Re: [RFC PATCH 00/17] virtual-bus

From: Avi Kivity <avi@redhat.com>
To: Gregory Haskins <ghaskins@novell.com>
Cc: Patrick Mullaney <pmullaney@novell.com>,
	anthony@codemonkey.ws, andi@firstfloor.org,
	herbert@gondor.apana.org.au,
	Peter Morreale <PMorreale@novell.com>,
	rusty@rustcorp.com.au, agraf@suse.de, kvm@vger.kernel.org,
	linux-kernel@vger.kernel.org, netdev@vger.kernel.org
Subject: Re: [RFC PATCH 00/17] virtual-bus
Date: Fri, 03 Apr 2009 18:37:00 +0300	[thread overview]
Message-ID: <49D62D1C.9030704@redhat.com> (raw)
In-Reply-To: <49D6240B.4080809@novell.com>

Gregory Haskins wrote:
>> I'll rephrase.  What are the substantial benefits that this offers
>> over PCI?
>>     
>
> Simplicity and optimization.  You don't need most of the junk that comes
> with PCI.  Its all overhead and artificial constraints.  You really only
> need things like a handful of hypercall verbs and thats it.
>
>   

Simplicity:

The guest already supports PCI.  It has to, since it was written to the 
PC platform, and since today it is fashionable to run kernels that 
support both bare metal and a hypervisor.  So you can't remove PCI from 
the guest.

The host also already supports PCI.  It has to, since it must supports 
guests which do not support vbus.  We can't remove PCI from the host.

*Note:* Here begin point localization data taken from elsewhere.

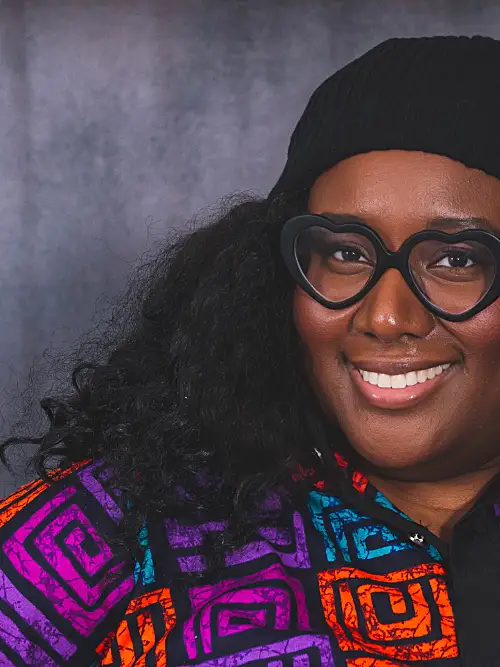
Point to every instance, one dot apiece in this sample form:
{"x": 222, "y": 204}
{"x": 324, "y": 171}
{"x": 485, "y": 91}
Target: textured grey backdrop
{"x": 120, "y": 118}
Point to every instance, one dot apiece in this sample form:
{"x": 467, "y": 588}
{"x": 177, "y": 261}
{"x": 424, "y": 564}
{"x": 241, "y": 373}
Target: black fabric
{"x": 438, "y": 95}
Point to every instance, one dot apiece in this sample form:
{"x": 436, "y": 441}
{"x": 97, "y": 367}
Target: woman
{"x": 291, "y": 455}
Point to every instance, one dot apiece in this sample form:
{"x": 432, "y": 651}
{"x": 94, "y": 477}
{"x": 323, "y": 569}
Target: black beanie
{"x": 438, "y": 95}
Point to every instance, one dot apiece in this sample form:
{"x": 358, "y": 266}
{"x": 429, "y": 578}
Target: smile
{"x": 403, "y": 380}
{"x": 400, "y": 390}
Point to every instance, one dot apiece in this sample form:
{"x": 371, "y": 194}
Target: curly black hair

You don't gain simplicity by adding things.  Sure, lguest is simple 
because it doesn't support PCI.  But Linux will forever support PCI, and 
Qemu will always support PCI.  You aren't simplifying anything by adding 
vbus.

Optimization:

Most of PCI (in our context) deals with configuration.  So removing it 
doesn't optimize anything, unless you're counting hotplugs-per-second or 
something.

>>> Second of all, I want to use vbus for other things that do not speak PCI
>>> natively (like userspace for instance...and if I am gleaning this
>>> correctly, lguest doesnt either).
>>>   
>>>       
>> And virtio supports lguest and s390.  virtio is not PCI specific.
>>     
> I understand that.  We keep getting wrapped around the axle on this
> one.   At some point in the discussion we were talking about supporting
> the existing guest ABI without changing the guest at all.  So while I
> totally understand the virtio can work over various transports, I am
> referring to what would be needed to have existing ABI guests work with
> an in-kernel version.  This may or may not be an actual requirement.
>   

There is be no problem supporting an in-kernel host virtio endpoint with 
the existing guest/host ABI.  Nothing in the ABI assumes the host 
endpoint is in userspace.  Nothing in the implementation requires us to 
move any of the PCI stuff into the kernel.

In fact, we already have in-kernel sources of PCI interrupts, these are 
assigned PCI devices (obviously, these have to use PCI).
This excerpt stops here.